The next energy shortage, incidentally, might not be as far away as next winter. If the country were to continue to coast along, postponing the tough choices and hoping for the best, there is a better-than-even chance of gasoline shortages next summer. The only real issue is how to cut down.
Voluntary cooperation will help. Regulation can also help through the kind of rules that limit the heating and cooling of public buildings, for example. But sustained and significant conservation, on the scale now necessary, is going to mean massive read-justments by people in their private lives and businesses. It's not going to be fun. The best way to achieve it, and probably the only way, is through a careful program of increasingly stiff energy taxes.

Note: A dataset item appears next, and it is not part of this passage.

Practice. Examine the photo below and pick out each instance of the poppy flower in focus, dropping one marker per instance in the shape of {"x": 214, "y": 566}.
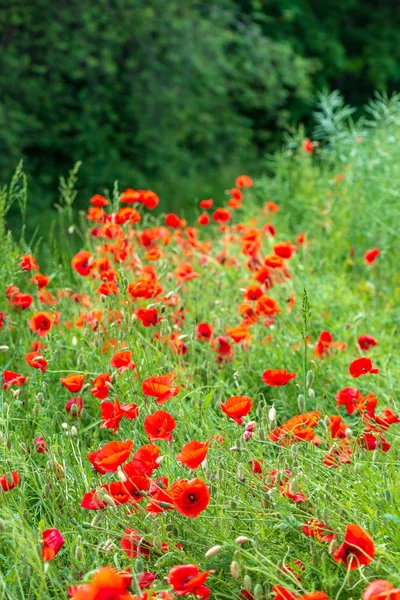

Suppose that the country were to decide on a federal gasoline tax that rose a nicket every six months for the next five years. It would take the price of gasoline up only a little this summer, but well over $1 a gallon by 1982.
The virtue of a tax rising over the years is that it does not fatally jolt the economy with one massive unexpected blow. But it would warn everybody that the cost of driving is going to rise sharply. As you brought your next car, looked for your next home and planned your next vacation, you would know what to expect.
But what about the impact of this tax, and its effect on the poor? It would be necessary to pour that gasoline tax money back into the economy as fast as it was collected. Each penny of tax on a gallon of gasoline raises $1 billion a year, and tax increases of the magnitude could throw the whole economy into recession. As a solution, our own first choice would be to balance increases in the gasoline tax with comparable cuts in the highly regressive Social Security payroll tax. If that tax were cut from the bottom up, it would provide equal benefits to every wage earner in the country. Those who kept driving a lot would come out behind, and those who cut down their driving would come out ahead.
It's important to discriminate, too, among the various uses of oil. It's better to put most of the next tax load onto gasoline, than to put it on home heating oil. Rapid increases in heating fuel costs are excessively harsh on the very poor and people on fixed incomes. The central defect of the Ford administration's energy tax plan, two years ago, was its attempt to put the tax on crude oil, raising all oil product prices indiscriminately.
A reader called, not long ago, to object that this kind of talk about gasoline taxes was a threat to his freedom of movement. Perhaps that's true. But transportation has never been free. It's not as through as gasoline prices were otherwise going to hold still. They are going to rise, whatever Mr. Carter and Congress do. In the past, Americans have left the decisions - and the revenues - with foreign oil producers. As the past months and years should have taught us, the costs of running out are far higher than the costs of saving.